What are some of the most exciting projects that you have worked on?
- Transition of Commentaries processes to the captive operation of Thomson Reuters in Hyderabad : This required intense knowledge transfer from Rochester, New York and creation of SMEs in Hyderabad in a short duration of 6 to 9 months. We were able to create a team of 12 to 15 super users who were trained on all aspects of the commentaries work and were responsible for all liaison with the US team.
- Implementation of the VOICES team that was responsible for identifying and implementing process improvements based on Lean/Six Sigma principles : Each operational team started looking at opportunities for improvement very closely and came up with ideas that had a threshold improvement target of 15% on a specific metric.
- Working on RFPs for 2 major legal publishers in 2020/2021 : This provided understanding of the scope of the complete legal publishing operation as well as the ability to think across processes for providing value add.

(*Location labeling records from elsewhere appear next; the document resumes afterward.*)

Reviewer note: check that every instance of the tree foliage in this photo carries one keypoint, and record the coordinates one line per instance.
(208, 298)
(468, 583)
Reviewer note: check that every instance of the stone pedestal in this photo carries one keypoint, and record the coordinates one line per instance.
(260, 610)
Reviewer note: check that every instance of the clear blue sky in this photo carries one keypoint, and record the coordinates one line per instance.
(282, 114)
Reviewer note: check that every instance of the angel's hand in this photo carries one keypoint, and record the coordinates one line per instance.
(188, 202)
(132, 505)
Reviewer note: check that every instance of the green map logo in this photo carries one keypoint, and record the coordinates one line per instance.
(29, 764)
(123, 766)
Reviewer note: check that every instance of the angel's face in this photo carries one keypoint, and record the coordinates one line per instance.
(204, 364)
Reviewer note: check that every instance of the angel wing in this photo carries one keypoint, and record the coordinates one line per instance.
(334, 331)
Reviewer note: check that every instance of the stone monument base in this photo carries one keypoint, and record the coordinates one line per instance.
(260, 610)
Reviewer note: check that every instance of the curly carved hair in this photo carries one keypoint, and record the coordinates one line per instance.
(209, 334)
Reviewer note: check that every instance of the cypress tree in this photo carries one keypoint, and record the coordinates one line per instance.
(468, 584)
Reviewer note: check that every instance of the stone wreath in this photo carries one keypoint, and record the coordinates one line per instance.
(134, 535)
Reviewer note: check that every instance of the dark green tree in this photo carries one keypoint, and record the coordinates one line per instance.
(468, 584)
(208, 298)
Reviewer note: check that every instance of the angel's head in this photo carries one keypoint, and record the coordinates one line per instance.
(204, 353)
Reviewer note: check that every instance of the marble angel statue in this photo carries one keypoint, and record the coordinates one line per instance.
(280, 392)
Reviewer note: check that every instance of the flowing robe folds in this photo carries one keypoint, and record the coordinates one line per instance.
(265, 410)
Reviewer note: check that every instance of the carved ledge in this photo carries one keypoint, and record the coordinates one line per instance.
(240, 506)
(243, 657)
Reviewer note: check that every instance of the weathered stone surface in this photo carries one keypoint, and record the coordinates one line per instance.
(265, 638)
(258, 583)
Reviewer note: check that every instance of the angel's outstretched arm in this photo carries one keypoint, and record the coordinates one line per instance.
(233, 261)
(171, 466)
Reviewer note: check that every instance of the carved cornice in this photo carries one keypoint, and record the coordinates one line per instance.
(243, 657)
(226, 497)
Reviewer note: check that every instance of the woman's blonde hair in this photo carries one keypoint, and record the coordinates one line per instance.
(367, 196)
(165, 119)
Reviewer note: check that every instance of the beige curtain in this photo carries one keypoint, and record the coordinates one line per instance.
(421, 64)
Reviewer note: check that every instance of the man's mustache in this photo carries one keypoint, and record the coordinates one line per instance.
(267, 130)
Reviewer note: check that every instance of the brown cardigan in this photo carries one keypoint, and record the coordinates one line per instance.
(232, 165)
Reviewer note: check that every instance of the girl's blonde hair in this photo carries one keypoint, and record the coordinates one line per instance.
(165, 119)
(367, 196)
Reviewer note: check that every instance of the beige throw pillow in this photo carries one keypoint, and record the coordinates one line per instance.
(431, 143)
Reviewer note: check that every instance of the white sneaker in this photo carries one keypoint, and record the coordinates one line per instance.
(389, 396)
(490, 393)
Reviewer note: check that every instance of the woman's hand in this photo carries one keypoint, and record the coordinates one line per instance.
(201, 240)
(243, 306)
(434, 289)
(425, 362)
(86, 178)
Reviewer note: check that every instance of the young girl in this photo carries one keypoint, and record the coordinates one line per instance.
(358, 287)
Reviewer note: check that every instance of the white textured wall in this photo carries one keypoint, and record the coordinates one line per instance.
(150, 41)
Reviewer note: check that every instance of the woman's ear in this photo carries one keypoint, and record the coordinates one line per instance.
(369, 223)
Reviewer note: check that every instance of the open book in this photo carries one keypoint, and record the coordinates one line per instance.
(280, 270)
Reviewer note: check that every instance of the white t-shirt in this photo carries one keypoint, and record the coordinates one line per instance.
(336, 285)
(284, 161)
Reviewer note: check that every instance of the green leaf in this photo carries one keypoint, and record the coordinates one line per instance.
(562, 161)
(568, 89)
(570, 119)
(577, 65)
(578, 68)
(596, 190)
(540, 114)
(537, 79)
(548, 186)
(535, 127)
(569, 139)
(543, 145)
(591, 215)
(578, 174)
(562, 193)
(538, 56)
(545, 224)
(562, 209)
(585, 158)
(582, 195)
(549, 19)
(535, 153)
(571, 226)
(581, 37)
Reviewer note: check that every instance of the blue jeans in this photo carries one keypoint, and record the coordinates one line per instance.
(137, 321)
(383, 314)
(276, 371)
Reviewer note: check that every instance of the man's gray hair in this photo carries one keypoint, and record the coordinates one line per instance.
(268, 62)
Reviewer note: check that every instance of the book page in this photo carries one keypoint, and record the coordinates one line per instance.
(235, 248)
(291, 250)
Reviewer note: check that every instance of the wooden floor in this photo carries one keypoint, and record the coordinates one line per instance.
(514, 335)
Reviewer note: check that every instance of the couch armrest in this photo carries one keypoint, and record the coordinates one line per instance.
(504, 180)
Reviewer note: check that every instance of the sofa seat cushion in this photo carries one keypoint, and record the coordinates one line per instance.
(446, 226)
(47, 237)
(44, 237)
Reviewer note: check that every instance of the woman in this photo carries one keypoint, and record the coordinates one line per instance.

What are the opportunities that you have got? What were the main challenges faced and how did you handle them?
The biggest challenges I have faced are as follows:
- Attrition and the ability to continue seamless delivery to the client. The solution was to always have a strong back-up plan for replacing resources with an allowable buffer in critical processes, creation of a very strong training function and increasing retention of key resources.
- Managing budget challenges without being able to reduce resources : The solution was to have proper metrics in place to help identify utilization and the ability to cross-train resources to manage peaks/valleys while increasing utilization.
- In 2020/2021, convincing the customers/prospects to provide an opportunity to us to be a service provider : While there was no easy answer, it just meant consistent communication with the client and providing update on key developments/value add we could provide.
How do you navigate a successful career in publishing and what do you think are the skills that gave you that edge?
- Learning never ends – be always connected to the industry, technology developments (especially the start-ups/disruptors)
- Change is important – always be ready to deal with it
- Never hesitate to take help from the experts/SMEs
- Clients need help in making their processes more efficient – find a way to communicate and provide true value-adds as a partner.
What are your views on the future of publishing and how should executives keep pace?
- Move to Digital, Open Access, Content Reuse, Personalization
- Building of abilities to leverage developments by providers such as Google/Microsoft/Apple/Amazon
- Focus on security of content/access
- Seamless and device-agnostic access by the end users
- Significant collaboration and development of a strong ecosystem between all key participants/stakeholders in the publishing industry.
What will help executives keep pace are self and disciplined learning, networking with peers/customers/other service providers. Technology and digital transformation should become the basis for all learning.